In stories, angels often appear just when they’re most needed. When it comes to the real world of business, an angel is not likely to swoop in with bags of money to finance your dream venture. Rather, you’ll probably need to pursue an angel or angels – that is, a wealthy individual or a group of private investors – by mapping out a careful strategy and executing it successfully.
Step 1: Determine if you need an angel, and can land one.
Angel investors provide money to early-stage enterprises; however, because they are looking to make a profit on their investment, angels are not likely to sink capital into a business that only exists on the back of a napkin and has no other funding secured. Instead, angels generally invest in companies that have gotten off the ground but are not in a position to pursue venture capital or large-scale debt financing, or raise funds through other channels. So before pursuing angel investors, you should tap family and friends and other sources of seed money.
Unlike venture capital firms, which typically invest more than $1 million in a given company, angels usually provide more modest sums. But like VCs, angels are looking to make a significant return on their investment, and so are most interested in companies with the potential to expand rapidly and bring in big profits.
If your business is at a stage where angel investment makes sense, you can begin the search for financing.
Step 2: Research and reach out to potential angels.
Prayer is not necessary to reach angels in the business world, but it is necessary to delve into your Rolodex – or your social media contacts, professional association acquaintances, mentors and other people in your network. The majority of angels are high net-worth individuals who may not publicly solicit candidates for investment, so the only way to discover who they are is by leveraging your connections. Other entrepreneurs who have secured angel financing, lawyers who work in the equity investment field and business counselors are three excellent connections to tap.
Finding potential angels is only half the battle, though. Because angels will typically receive an ownership stake in your company as a condition of investment, you need to not only find potential angels, but those who will work well with your business. This can be a challenge, but it is also an opportunity. Many angels are successful entrepreneurs themselves, and so can be invaluable advisers with insight into your industry and target markets.
In addition to individual investors, there are a growing number of angel investment groups, similar to venture capital firms. The Angel Resource Institute links to many of these groups. Keep in mind that most angels invest close to home, so it’s best to investigate angel groups near your center of operations.

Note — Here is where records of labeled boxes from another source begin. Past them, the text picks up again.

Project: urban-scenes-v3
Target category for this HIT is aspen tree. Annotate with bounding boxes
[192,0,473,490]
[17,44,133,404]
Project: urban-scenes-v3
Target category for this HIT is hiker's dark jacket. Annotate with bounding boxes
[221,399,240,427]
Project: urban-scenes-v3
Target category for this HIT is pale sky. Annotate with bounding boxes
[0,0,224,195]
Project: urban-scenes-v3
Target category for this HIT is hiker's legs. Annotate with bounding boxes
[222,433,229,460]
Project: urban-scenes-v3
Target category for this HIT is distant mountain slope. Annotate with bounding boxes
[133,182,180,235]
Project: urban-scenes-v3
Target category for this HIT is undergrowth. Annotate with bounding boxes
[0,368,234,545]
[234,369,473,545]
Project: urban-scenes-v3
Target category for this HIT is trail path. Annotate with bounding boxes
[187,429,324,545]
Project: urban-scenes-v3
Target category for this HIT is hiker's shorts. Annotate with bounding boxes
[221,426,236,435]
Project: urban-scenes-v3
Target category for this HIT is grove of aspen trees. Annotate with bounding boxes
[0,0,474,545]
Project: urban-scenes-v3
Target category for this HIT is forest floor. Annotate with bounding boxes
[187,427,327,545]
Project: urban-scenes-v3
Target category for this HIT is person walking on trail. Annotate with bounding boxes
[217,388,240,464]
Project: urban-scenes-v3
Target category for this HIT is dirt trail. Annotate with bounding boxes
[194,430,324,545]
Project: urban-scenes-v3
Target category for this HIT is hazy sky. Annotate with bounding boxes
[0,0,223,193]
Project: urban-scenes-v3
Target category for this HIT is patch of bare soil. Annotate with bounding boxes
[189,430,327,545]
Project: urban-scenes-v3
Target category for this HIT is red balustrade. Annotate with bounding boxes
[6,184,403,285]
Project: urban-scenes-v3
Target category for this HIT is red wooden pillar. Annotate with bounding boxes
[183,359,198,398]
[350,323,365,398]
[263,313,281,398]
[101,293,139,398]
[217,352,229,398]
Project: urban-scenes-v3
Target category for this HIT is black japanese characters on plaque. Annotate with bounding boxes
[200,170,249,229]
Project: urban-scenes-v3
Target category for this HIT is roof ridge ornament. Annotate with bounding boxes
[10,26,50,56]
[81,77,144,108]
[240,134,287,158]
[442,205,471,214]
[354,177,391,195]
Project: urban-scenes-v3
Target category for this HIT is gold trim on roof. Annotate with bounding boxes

Step 3: Apply for funding.
Having identified a likely investor, it’s time to make the case for why your company is a good investment opportunity.
For angel investment groups, the process sometimes begins by filling out an actual application for funding, often available on the group’s website. This is typically pre-screened to determine whether your company fits the basic criteria the group is looking for. About 10 to 25 percent of applicants pass pre-screening to make it to further review, according to the Angel Resource Institute. If you move beyond the pre-screening stage, you may be asked for a more detailed business plan or other information, so it’s wise to be prepared with materials. A presentation to the group might follow, and if a group is still interested in funding your enterprise, they will conduct due diligence on your company before presenting a term sheet detailing how much they are willing to invest and on what conditions.
The process of wooing an individual investor may be less standardized, but will likely involve the same basic steps as persuading an angel group to fund your company. In addition to a strong product and business plan, angels will want to see a viable exit strategy showing how they will eventually profit from their investment. It’s important to keep in mind that angels are looking for a great product, but they are ultimately betting on the prowess of you and your management team. Therefore, building a strong team is just as important as innovating a must-have product.
Step 4: Continue to cultivate your angel relationships.
Angels will typically assume an ownership stake in your company, so these are not structured to be take-the-money-and-run deals; however, it’s shrewd to prioritize your relationship with angel investors and make an effort to keep it on a solid footing by communicating clearly and often, and reaching out for assistance as necessary.
Communication among angel groups is on the rise and angel groups are increasingly growing their relationships with venture capital firms. So after investing their own dollars to help you grow, angels are likely to be key contacts within your organization helping you successfully negotiate the next phase of equity financing.